Déjalas que ayunen un poco de su natural deleite en conocer. Con razón se ha
dicho que el hombre, por naturaleza, desea conocer. Pero, al mismo tiempo, es
también verdad que ningún conocimiento natural o adquirido le llevará a gustar
la experiencia espiritual de Dios, pues es un puro don de la gracia. Por eso te
insto; ve en pos de la experiencia más que del conocimiento. Con respecto al
orgullo, el conocimiento puede engañarte con frecuencia, pero este afecto
delicado y dulce no te engañará. El conocimiento tiende a fomentar el
engreimiento, pero el amor construye. El conocimiento está lleno de trabajo,
pero el amor es quietud.
Quizá puedas decir:
«¿Quietud? ¿De qué estará hablando? Todo lo que siento es zozobra y dolor, no
descanso. Cuando intento seguir este consejo, el sufrimiento y la lucha me
salen al encuentro por todos lados. Por un lado, mis facultades me azuzan a
dejar esta obra, y yo no quiero; por otro, anhelo perder la experiencia de mí
mismo y experimentar sólo a Dios, y no puedo. La lucha y el dolor me asaltan
por todas partes. ¿Cómo puede hablar de descanso? Si esto es descanso, raro
descanso es».
Mi respuesta es
sencilla. Encuentras esta actividad difícil porque no estás acostumbrado a
ella. Si estuvieras acostumbrado y comprendieras su valor, no la abandonarías
por todos los goces materiales del mundo. Sí, lo sé, es difícil y trabajosa.

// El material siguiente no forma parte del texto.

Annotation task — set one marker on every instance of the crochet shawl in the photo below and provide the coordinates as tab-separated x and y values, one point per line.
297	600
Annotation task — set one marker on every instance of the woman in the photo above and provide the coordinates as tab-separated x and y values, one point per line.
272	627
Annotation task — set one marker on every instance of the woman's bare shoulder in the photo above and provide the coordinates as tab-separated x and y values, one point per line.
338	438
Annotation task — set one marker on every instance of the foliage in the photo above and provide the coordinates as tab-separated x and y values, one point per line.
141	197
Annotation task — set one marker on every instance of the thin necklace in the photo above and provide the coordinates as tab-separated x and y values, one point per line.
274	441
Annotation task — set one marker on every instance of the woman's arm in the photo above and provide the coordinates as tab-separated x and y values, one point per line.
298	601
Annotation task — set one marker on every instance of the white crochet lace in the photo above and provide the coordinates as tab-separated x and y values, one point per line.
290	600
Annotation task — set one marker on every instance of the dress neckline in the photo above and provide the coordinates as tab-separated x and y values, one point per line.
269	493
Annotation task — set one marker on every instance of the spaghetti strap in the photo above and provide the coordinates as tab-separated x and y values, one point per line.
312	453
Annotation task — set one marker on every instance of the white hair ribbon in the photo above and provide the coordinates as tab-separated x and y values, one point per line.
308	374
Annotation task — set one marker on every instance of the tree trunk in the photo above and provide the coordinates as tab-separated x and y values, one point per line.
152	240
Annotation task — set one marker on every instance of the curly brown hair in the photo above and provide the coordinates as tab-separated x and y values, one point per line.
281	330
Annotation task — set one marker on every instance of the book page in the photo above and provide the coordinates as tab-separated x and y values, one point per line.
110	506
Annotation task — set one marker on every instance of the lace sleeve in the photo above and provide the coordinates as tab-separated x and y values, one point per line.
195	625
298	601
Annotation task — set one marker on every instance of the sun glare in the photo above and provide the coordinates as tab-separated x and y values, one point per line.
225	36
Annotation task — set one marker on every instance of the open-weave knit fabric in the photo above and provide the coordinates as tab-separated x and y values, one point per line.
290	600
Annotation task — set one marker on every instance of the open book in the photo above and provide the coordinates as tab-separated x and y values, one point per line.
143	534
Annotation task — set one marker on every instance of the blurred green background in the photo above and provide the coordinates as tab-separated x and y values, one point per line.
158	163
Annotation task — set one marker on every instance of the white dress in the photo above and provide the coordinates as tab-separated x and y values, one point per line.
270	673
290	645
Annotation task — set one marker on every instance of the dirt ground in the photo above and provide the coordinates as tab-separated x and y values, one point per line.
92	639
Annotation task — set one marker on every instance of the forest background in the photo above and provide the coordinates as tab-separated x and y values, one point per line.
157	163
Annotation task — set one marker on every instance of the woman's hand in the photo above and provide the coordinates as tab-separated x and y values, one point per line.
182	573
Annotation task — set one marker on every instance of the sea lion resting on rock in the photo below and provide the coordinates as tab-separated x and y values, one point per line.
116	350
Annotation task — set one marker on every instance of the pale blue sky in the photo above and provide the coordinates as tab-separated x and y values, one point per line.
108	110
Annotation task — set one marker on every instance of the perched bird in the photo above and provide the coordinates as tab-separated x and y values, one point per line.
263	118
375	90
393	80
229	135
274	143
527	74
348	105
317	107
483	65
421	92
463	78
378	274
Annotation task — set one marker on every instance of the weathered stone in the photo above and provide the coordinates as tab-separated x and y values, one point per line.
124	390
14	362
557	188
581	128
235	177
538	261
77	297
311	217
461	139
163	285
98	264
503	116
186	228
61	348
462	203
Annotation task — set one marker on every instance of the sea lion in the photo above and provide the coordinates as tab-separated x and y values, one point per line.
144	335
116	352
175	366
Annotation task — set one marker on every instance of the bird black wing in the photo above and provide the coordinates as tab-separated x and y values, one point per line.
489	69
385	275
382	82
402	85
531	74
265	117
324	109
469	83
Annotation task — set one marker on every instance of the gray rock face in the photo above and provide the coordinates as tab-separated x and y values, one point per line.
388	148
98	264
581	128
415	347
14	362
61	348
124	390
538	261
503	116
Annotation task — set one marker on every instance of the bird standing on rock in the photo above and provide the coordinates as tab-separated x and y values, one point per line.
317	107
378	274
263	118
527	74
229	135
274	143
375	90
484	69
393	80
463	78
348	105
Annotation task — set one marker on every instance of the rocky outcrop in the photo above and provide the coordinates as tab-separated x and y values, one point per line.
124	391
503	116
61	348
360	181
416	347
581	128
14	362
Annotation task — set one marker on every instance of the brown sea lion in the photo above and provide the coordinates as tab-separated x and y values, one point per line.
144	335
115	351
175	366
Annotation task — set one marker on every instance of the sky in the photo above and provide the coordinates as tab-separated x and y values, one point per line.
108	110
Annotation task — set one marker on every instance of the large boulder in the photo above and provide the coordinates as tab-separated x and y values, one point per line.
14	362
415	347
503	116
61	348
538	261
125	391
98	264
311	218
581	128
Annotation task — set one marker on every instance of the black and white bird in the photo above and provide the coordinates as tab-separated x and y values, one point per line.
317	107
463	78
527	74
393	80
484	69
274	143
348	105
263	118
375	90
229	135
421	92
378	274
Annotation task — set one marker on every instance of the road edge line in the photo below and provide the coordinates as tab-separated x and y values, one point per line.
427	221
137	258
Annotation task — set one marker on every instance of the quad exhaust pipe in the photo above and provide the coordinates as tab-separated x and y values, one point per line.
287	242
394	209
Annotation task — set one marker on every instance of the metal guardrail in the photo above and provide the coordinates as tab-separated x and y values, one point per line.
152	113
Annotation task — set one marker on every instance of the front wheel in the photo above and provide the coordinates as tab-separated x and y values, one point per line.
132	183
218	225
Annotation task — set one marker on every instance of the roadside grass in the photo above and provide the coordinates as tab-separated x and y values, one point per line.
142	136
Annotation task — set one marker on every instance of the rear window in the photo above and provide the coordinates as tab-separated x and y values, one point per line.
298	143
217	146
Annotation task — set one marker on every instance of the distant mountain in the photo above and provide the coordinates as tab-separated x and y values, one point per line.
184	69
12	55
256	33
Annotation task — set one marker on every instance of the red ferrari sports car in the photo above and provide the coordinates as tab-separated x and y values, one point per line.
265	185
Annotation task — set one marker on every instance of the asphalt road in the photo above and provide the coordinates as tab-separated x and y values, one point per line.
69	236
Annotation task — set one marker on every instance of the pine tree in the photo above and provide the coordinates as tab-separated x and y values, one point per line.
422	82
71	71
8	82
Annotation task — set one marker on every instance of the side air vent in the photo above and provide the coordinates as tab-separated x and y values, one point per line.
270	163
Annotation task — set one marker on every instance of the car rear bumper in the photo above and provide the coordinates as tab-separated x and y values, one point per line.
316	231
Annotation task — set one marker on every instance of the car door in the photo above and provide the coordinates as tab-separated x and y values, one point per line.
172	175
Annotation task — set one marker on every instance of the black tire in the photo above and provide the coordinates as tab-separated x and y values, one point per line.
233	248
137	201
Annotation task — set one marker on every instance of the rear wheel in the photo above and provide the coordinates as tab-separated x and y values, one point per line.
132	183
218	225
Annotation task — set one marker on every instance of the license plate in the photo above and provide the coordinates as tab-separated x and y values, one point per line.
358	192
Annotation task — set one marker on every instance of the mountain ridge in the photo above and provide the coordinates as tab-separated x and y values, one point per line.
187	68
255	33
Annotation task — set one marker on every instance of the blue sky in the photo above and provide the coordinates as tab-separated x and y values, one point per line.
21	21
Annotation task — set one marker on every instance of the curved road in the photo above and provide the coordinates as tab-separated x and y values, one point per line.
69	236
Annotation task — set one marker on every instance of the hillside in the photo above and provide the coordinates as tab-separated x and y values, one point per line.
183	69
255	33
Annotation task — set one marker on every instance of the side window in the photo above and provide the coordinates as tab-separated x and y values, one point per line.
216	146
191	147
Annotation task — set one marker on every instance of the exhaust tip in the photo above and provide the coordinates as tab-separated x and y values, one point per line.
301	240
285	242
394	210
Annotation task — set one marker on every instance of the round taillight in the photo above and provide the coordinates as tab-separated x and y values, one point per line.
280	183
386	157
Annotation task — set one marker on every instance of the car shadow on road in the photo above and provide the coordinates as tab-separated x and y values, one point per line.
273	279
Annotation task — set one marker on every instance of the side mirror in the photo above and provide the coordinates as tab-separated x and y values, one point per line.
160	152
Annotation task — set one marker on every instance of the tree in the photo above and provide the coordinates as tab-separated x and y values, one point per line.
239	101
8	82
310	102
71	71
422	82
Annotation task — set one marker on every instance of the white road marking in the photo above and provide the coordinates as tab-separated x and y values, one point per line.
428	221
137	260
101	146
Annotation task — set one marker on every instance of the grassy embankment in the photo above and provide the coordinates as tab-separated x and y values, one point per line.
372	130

Pero a pesar de ello, la llamo descanso porque tu espíritu descansa en una
libertad alejada de toda duda y
ansiedad acerca de lo que ha de hacer; y porque durante el tiempo real de la
oración está seguro en el conocimiento de que no errará mayormente.
Así, pues, persevera en ella con humildad y
gran deseo, ya que es una obra que comienza aquí en la tierra y que seguirá en
la eternidad sin fin. Pido que Jesús todopoderoso te lleve a ti y a todos los
que ha redimido con su preciosa sangre a su gloria. Amén.